The nationalist leader Matteo Salvini suffered a setback in his campaign to trigger the collapse of Italy’s government and set the stage for a return to power when his party’s candidate came up significantly short in a regional election on Sunday that he had framed as a bellwether of his national appeal.
Mr. Salvini, the leader of the anti-migrant League party, had seized on the contest in the northern region of Emilia-Romagna, which has a deep tradition of voting for communist and leftist parties. It was for him an opportunity to show his national dominance and to make the case that the wobbly coalition government of the Democratic Party and the anti-establishment Five Star Movement no longer represented the people and that he did.
Instead, the left’s stronghold held, and Mr. Salvini was effectively repulsed.
“Today Matteo Salvini has lost the election,” Nicola Zingaretti, leader of the Democratic Party, said after early results made clear the victory of his party’s candidate, the region’s incumbent. Until the very end, Mr. Zingaretti said, Mr. Salvini campaigned “to topple the government,” but the government has “come out stronger.”
The usually confident Mr. Salvini sounded remarkably low key in a late-night news conference, calling himself proud of his party’s performance and insisting he would work “twice as hard” going forward.
The candidate backed by Mr. Salvini won in the southern region of Calabria despite the fact that, for decades, Mr. Salvini’s party, formerly known as the Northern League, vilified the southern regions as lazy leaches on the wealthy and hard-working north. However, since adopting a nationalist message and national strategy, Mr. Salvini has campaigned vigorously in the south. The center-right candidate Jole Santelli, whom he supported, was poised to take more than half of the vote there.
But it was Emilia-Romagna that over recent weeks became the clear focus of Mr. Salvini’s, and Italy’s, attention.
Mr. Salvini campaigned feverishly there, hoping a victory would effectively ratify Italy’s rightward tilt and give him more ammunition in his calls for early elections, which polls suggested he would win. This was a prospect that thrilled Europe’s populists and menaced its establishment, but which also stirred a new liberal force in Italy.
Mr. Salvini’s campaign in the region gave birth to an explicitly anti-Salvini protest movement, which many discouraged liberals looked to with hope. Called the Sardines because they packed public squares with tens of thousands of people, the movement spread around the country. For weeks its leaders said that they were infusing the Democratic candidate with enthusiasm.

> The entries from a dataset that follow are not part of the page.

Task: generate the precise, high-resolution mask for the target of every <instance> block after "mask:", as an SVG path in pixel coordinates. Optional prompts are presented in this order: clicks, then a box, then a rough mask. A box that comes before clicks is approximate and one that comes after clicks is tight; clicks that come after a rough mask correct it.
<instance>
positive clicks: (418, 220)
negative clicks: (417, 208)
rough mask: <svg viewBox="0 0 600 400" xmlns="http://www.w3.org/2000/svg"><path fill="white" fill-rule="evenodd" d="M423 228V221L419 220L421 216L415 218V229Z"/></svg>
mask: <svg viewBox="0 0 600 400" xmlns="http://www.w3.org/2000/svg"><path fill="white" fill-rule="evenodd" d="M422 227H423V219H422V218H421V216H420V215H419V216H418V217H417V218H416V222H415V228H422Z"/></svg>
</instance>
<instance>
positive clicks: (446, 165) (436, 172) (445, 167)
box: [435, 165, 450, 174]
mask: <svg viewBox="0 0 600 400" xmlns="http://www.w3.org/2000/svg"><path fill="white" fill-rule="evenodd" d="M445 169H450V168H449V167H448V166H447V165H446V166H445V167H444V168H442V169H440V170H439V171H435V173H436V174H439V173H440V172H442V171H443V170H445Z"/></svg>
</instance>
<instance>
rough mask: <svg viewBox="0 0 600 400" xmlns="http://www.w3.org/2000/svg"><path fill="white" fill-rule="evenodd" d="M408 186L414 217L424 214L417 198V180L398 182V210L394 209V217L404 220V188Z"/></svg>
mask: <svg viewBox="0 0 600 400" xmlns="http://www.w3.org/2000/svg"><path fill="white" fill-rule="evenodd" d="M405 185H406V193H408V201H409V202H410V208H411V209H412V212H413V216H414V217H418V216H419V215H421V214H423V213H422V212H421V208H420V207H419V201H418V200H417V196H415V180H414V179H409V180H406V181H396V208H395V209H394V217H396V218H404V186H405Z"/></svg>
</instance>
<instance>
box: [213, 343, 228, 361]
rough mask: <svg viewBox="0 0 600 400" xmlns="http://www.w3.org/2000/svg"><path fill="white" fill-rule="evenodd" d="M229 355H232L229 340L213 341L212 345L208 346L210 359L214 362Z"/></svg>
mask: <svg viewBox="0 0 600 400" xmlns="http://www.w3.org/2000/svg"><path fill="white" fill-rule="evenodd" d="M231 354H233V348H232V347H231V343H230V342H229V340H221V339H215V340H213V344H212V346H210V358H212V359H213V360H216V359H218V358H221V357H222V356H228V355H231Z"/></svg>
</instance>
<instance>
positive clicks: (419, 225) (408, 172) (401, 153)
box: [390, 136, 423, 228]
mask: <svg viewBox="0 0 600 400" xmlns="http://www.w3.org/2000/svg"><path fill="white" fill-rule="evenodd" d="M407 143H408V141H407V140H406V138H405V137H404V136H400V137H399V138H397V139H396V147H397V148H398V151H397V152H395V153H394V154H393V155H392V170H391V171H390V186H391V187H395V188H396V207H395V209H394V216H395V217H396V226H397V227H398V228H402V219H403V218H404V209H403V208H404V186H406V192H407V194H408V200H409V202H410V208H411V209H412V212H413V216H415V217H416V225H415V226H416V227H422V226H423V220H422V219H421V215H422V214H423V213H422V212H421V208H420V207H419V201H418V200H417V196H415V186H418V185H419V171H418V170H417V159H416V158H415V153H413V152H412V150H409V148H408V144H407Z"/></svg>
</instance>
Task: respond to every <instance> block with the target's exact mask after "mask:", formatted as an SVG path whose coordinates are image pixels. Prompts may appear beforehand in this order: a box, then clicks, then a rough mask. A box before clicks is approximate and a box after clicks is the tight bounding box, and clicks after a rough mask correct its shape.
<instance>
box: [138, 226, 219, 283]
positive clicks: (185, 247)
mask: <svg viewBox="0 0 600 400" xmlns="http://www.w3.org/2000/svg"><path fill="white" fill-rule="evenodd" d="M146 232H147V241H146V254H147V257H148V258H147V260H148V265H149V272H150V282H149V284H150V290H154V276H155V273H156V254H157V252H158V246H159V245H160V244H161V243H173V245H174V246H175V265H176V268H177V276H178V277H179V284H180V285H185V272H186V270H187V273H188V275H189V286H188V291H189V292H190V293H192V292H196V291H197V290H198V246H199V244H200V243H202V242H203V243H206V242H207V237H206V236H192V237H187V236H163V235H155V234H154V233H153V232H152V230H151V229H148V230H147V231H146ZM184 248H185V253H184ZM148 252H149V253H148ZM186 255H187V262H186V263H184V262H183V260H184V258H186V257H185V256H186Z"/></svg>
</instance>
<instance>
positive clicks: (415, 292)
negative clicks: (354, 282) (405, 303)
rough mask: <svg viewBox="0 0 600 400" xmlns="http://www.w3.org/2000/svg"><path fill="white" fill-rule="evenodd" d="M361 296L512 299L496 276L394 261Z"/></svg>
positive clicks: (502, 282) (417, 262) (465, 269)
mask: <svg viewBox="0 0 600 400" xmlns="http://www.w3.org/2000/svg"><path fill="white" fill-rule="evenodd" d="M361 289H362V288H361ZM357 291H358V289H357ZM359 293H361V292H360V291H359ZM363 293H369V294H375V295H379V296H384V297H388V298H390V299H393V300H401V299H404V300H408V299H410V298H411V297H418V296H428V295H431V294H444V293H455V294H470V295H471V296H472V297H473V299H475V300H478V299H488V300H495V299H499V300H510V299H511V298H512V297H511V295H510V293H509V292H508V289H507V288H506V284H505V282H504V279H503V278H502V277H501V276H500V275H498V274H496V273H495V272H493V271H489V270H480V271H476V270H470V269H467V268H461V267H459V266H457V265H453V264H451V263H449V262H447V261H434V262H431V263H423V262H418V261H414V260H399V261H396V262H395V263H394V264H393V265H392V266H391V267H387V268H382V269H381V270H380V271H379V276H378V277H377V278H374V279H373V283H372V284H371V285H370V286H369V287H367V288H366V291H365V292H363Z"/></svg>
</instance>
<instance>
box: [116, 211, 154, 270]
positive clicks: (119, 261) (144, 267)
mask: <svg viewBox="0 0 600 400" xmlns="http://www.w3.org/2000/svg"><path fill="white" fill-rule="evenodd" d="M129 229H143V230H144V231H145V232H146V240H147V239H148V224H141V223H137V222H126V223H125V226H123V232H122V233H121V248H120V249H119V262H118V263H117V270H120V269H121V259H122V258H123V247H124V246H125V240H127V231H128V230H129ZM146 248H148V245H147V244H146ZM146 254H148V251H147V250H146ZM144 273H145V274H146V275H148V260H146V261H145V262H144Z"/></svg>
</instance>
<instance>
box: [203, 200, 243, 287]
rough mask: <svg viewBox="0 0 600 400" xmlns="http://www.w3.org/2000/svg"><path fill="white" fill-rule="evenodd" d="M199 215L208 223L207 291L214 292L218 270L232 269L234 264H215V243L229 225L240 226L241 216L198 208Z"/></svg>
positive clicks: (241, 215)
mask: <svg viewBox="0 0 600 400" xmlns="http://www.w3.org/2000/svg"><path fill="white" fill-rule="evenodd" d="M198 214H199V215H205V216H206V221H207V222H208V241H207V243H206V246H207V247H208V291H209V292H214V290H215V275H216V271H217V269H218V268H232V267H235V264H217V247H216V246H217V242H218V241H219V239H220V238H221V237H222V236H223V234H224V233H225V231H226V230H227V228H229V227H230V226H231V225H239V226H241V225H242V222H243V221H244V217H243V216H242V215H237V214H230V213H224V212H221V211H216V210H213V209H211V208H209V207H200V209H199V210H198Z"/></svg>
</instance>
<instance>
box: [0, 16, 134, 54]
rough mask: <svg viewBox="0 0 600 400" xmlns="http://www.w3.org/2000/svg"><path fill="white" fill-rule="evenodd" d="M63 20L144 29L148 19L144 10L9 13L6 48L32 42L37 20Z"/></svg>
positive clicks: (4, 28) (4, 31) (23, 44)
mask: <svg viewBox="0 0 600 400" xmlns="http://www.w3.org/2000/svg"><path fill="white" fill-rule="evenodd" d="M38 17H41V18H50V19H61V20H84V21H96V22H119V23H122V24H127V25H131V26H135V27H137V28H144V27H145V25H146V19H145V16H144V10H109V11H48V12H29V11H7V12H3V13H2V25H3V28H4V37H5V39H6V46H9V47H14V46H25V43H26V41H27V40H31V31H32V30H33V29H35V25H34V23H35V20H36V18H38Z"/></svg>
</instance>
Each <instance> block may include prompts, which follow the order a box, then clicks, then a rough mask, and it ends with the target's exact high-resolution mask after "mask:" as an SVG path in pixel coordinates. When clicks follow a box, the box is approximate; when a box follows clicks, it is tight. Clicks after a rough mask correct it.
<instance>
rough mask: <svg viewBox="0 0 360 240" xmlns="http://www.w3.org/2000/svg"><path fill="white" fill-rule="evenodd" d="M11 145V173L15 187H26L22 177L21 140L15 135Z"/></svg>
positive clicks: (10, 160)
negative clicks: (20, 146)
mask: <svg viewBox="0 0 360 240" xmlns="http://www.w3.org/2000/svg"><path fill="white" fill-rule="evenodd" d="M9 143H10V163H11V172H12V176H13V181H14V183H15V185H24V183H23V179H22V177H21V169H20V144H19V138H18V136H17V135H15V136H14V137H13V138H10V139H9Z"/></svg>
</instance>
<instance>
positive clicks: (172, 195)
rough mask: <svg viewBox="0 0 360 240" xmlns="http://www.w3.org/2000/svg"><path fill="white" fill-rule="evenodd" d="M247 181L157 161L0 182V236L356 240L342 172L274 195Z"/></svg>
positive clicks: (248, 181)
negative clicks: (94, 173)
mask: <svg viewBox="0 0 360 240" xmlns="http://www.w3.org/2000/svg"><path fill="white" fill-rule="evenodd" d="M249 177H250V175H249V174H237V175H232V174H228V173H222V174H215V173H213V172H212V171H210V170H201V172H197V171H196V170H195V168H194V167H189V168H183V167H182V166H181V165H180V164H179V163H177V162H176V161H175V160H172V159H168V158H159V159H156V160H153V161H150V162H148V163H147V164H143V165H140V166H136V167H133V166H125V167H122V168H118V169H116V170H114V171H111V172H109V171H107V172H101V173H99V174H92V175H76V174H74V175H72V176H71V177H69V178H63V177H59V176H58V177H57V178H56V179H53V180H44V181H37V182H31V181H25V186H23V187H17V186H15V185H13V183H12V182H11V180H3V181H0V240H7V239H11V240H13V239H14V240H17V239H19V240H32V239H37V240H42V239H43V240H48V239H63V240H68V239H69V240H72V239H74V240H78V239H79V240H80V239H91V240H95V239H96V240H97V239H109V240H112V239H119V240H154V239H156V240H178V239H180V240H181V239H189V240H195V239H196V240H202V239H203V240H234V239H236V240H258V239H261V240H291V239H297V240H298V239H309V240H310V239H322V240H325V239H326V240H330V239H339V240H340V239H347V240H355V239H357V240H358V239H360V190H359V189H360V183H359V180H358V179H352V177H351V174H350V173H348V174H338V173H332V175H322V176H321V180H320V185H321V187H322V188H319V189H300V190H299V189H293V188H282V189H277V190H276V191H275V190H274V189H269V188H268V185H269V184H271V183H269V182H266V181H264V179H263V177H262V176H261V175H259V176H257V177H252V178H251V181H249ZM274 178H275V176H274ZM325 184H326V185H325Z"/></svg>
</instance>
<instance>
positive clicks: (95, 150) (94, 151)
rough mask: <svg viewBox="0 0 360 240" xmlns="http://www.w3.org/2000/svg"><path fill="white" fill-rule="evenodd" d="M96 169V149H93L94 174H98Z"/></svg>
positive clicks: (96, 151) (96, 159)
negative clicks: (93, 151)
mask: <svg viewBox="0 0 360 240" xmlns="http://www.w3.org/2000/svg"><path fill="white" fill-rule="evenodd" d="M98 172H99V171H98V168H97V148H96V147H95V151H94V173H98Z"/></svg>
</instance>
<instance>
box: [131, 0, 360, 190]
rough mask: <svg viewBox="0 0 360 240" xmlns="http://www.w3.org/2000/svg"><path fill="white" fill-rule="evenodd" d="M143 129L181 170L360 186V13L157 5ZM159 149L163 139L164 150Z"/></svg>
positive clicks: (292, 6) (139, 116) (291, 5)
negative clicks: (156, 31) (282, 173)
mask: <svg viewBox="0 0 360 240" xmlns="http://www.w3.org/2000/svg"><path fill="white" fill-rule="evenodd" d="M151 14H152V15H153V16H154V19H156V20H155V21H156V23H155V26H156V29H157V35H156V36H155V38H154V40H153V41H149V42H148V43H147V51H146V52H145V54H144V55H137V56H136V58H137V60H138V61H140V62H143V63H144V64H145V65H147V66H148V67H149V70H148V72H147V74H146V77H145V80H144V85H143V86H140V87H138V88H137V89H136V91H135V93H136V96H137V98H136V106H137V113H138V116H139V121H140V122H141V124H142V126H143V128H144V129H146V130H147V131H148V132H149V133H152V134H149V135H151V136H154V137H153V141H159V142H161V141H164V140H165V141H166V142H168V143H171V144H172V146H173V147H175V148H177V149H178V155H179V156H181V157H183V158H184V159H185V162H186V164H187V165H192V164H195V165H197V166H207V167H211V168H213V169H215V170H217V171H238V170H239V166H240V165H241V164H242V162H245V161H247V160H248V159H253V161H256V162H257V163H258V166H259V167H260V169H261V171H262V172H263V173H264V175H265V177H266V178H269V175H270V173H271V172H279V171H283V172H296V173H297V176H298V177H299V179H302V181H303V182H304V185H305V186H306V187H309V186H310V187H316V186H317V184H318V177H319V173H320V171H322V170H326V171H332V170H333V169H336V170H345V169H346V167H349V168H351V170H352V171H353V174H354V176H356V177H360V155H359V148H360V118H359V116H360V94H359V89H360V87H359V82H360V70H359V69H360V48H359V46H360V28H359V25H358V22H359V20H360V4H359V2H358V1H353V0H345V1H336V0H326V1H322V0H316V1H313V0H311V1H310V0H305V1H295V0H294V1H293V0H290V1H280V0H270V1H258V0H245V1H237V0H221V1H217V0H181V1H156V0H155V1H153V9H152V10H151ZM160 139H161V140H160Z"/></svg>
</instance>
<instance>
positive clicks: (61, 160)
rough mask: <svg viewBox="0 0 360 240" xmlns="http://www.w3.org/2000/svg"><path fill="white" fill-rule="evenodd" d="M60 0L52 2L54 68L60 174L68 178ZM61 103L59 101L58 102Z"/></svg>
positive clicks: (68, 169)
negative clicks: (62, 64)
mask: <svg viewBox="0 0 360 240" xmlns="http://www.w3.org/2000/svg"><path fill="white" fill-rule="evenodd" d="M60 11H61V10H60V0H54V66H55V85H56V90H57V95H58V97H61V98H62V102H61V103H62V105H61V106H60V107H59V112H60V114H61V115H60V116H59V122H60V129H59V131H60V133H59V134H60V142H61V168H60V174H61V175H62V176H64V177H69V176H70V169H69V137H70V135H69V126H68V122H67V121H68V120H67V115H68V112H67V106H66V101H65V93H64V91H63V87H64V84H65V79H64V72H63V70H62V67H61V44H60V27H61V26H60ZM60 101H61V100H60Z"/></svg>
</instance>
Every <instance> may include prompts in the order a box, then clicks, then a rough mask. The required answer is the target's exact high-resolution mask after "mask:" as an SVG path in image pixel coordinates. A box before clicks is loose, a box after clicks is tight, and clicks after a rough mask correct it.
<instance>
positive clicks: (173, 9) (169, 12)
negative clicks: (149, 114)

After it became clear early Monday morning that the left-leaning incumbent, Stefano Bonaccini, had beaten his center-right opponent, Lucia Borgonzoni, a Salvini loyalist, by a margin of around five percentage points, Mr. Zingaretti attributed part of the success to the Sardines.
He called them a “positive democratic shock” against the “aggressiveness of the right” and credited them with increasing turnout.
The apparent center-left victory in the north brought some measure of relief to Italy’s governing majority, formed last summer with the main goal of keeping Mr. Salvini out of power.
But if the Democratic Party hailed the results as a gift of breathing room, its coalition partners seemed to be running out of oxygen.
Five Star collapsed in Emilia-Romagna, dropping from the nearly 28 percent it scored there during national elections in 2018, when it became the country’s leading political force, to low single digits on Sunday. The humiliating defeat raised more questions about the party’s viability only days after its leader, Luigi Di Maio, quit amid plunging poll numbers, infighting and defections to Mr. Salvini’s party.
Five Star also performed terribly in Calabria, a region that once constituted part of its southern base.
Mr. Salvini, deprived of a victory he called potentially “historic” on the campaign trail, was left hoping that Five Star’s thrashing and near disappearance in the regions would be enough to destabilize the government and open the door to new elections.
“Tomorrow something will change in Rome,” he said.
Since dramatically losing his position as Italy’s interior minister in an unsuccessful power grab last summer, Mr. Salvini has waged a war on his old allies in Five Star and his traditional enemies in the Democratic Party. He attacked on the campaign trail, on social media, in newspapers and on television programs that seemed to hang on his every word.
On its own, Mr. Salvini’s League appeared to have taken more than 30 percent in Emilia-Romagna, a strong showing in a region where the League took 19.2 percent in national elections in 2018. It also won in some of the region’s municipal elections last year.
Mr. Salvini said that while his candidate had not won in the northern region, the League’s improved standing was a sign that the left was losing its footing.
“For the first time there was a contest,” Mr. Salvini said after the vote. “Having an open contest in Emilia-Romagna was an emotion for me, after 70 years, for the first time, there was a contest.”
But Mr. Salvini’s failure to win this contest meant it was less likely that he would soon get the one he desperately wants: early national elections. And while it perhaps gave the government more time, its leaders acknowledged they must now prove it can be effective.
“This government and this majority have to show that problems can be resolved,” Mr. Zingaretti said.